Il fumo di sigaretta è la maggior causa di morti evitabili nel mondo. Oltre alle sue relazioni con molti disturbi cronici, il fumo è anche un importante fattore di rischio per condizioni che mettono a rischio la durata e la qualità della vita. Il fumo ha effetti deleteri sul sistema muscolo-scheletrico, e peggiora la prognosi di molte malattie ortopediche e di procedure chirurgiche.

Il fumo ha un ruolo centrale nella perdita di tessuto osseo in tutti i distretti scheletrici. La perdita ossea mostra una relazione positiva con il numero di sigarette fumate quotidianamente e con gli anni di esposizione, ed è indipendente dal sesso, età, peso, indice di massa corporea, e molte abitudini non salubri.

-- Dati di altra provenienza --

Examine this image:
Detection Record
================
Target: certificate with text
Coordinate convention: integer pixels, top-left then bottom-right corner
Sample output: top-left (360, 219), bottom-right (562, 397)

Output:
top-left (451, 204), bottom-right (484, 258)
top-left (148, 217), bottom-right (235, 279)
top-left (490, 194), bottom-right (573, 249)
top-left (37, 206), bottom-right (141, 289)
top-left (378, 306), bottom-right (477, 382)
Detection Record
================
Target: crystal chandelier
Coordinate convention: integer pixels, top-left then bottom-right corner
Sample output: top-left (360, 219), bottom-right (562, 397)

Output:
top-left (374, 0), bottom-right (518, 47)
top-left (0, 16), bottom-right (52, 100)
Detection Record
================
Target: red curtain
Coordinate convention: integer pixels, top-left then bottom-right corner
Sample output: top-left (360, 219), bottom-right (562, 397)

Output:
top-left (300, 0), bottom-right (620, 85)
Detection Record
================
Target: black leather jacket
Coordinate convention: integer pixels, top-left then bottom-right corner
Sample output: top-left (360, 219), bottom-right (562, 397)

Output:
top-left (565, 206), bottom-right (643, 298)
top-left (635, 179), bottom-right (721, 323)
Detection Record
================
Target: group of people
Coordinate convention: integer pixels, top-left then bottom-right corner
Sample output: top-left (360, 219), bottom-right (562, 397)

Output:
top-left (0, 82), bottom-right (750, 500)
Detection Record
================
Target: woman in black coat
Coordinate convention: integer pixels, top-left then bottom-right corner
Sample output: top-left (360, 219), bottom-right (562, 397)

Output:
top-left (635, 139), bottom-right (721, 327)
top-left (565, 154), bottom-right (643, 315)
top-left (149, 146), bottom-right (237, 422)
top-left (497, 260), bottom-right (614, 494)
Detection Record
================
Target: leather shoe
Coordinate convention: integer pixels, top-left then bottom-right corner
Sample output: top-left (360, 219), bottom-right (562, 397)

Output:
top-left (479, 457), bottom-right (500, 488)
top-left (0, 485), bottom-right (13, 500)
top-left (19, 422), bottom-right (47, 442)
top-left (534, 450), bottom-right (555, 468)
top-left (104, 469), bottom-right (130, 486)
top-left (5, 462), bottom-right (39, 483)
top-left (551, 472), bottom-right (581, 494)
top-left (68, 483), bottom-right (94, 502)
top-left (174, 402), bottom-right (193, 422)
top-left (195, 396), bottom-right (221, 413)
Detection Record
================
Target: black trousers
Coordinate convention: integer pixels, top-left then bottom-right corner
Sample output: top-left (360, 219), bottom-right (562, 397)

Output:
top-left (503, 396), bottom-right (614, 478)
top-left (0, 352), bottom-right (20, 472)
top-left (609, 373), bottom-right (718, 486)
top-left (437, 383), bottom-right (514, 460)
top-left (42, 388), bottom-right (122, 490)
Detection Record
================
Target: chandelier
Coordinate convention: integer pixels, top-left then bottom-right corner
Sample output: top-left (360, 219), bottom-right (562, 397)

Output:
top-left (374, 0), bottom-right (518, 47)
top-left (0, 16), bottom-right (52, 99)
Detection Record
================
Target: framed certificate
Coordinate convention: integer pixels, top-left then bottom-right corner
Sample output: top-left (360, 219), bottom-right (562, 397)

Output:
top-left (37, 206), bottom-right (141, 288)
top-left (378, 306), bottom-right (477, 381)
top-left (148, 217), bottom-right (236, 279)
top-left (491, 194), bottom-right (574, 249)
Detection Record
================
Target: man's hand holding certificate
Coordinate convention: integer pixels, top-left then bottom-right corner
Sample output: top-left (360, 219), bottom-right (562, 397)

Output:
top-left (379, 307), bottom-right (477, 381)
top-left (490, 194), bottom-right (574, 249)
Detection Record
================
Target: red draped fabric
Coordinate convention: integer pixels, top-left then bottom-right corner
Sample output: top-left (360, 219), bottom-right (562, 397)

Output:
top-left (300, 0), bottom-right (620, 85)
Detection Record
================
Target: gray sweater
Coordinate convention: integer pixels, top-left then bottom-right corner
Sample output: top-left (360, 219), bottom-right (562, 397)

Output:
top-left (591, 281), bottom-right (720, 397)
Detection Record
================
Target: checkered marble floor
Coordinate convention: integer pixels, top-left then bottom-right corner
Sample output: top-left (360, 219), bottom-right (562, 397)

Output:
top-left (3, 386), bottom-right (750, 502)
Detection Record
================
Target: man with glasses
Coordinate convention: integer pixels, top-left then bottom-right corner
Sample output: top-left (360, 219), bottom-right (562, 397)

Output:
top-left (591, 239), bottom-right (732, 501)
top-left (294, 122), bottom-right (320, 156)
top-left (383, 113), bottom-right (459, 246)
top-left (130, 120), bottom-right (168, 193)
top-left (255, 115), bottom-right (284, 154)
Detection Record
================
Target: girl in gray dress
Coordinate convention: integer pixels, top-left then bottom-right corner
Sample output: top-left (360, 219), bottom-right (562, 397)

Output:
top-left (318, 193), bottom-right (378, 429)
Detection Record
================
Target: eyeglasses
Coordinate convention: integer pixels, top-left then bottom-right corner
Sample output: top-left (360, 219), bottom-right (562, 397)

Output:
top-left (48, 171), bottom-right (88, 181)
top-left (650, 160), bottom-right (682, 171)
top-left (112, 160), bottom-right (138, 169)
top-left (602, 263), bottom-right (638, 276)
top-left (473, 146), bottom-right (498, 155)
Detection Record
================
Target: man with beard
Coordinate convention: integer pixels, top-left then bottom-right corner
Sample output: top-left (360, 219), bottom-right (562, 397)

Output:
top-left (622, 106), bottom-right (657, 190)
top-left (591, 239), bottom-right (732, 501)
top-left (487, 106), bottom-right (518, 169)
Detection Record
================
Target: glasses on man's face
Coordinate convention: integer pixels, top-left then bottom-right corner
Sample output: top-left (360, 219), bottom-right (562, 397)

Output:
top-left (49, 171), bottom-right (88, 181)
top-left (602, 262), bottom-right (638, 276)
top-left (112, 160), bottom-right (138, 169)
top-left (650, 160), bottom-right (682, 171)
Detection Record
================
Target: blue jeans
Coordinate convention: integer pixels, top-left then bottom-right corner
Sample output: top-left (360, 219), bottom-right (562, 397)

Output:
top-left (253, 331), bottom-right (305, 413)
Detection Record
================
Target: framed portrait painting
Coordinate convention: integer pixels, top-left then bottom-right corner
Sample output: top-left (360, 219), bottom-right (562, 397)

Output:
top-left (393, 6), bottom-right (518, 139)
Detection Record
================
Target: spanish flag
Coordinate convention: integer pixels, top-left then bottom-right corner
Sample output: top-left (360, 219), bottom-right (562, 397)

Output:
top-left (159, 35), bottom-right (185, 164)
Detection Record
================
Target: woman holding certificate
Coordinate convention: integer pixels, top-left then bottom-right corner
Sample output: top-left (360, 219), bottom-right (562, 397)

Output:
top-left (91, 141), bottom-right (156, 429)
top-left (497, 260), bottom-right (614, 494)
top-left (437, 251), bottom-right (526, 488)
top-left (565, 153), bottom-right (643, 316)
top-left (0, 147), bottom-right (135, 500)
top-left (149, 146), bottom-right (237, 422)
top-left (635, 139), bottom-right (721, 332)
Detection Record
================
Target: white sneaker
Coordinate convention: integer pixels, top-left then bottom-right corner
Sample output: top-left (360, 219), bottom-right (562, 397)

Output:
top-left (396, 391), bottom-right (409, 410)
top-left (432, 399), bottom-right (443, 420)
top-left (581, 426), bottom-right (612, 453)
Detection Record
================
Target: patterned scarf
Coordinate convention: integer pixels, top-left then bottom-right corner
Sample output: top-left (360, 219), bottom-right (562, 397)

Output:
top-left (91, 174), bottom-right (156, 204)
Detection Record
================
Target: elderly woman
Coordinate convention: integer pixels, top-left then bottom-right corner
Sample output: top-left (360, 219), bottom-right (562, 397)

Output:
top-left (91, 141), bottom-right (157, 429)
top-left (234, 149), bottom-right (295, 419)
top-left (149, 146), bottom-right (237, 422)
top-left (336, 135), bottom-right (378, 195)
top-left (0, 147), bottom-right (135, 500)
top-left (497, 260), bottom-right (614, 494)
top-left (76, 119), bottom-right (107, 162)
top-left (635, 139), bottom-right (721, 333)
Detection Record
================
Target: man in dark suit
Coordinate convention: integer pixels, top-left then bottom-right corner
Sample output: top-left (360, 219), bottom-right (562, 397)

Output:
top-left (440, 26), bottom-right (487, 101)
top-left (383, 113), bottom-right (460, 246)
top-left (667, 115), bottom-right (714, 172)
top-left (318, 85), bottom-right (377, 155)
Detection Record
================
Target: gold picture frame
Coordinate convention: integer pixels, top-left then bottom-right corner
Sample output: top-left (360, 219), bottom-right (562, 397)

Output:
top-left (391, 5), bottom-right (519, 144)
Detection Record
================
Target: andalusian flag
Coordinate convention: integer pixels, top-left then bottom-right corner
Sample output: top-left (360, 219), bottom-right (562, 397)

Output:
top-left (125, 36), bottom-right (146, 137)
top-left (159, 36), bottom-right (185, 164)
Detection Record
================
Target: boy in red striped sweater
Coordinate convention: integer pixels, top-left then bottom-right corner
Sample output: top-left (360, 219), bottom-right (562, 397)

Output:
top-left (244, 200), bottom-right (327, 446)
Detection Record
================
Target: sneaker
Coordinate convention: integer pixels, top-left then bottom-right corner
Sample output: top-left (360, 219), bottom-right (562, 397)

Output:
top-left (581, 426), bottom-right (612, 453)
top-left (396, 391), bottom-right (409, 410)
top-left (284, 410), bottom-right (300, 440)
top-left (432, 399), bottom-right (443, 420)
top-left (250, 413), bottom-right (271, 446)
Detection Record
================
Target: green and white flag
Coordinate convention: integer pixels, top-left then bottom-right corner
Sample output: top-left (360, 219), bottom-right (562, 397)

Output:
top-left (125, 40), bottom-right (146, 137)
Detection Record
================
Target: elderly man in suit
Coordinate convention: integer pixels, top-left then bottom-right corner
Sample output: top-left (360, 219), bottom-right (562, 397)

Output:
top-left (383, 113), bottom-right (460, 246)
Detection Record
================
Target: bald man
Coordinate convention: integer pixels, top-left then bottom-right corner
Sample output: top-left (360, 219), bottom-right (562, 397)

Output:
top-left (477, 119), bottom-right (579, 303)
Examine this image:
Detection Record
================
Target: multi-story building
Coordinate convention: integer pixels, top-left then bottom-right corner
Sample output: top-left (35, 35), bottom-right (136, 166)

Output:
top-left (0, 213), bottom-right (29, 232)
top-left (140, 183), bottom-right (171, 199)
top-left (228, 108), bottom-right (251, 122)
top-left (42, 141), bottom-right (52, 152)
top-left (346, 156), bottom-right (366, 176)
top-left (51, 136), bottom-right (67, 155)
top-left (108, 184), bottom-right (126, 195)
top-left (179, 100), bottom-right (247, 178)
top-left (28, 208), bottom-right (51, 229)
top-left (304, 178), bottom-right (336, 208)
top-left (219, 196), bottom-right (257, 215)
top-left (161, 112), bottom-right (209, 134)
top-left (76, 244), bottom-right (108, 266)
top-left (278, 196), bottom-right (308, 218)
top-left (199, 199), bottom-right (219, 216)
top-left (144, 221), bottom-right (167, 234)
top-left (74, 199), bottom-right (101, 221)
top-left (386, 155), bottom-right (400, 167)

Molti studi cellulari mostrano come la nicotina stimoli direttamente il metabolismo osseo a basse dosi, come per le concentrazioni assunte da chi fuma poco, e deprime il metabolismo osseo ad alte dosi, come in chi fuma tanto.

La nicotina ha anche un effetto negativo indiretto sul metabolismo osseo. Essa aumenta la degradazione del collagene, e riduce la fornitura di ossigeno, risultando in un danno vascolare. Queste osservazioni sperimentali sono spiegazioni largamente accettate per l’associazione tra il fumo ed i disturbi muscoloscheletrici come la degenerazione discale.

Molti clinici consigliano con urgenza ai propri pazienti di smettere di fumare prima di sottoporsi a chirurgia. Essi credono che l’incidenza di ritardi di guarigione delle procedure di ancoraggio osseo sia così elevata da non rendere virtuoso procedere con la chirurgia fino a che il paziente è un fumatore. C’è anche la necessità di studi controllati che stabiliscano se questo può essere considerato scientificamente provato.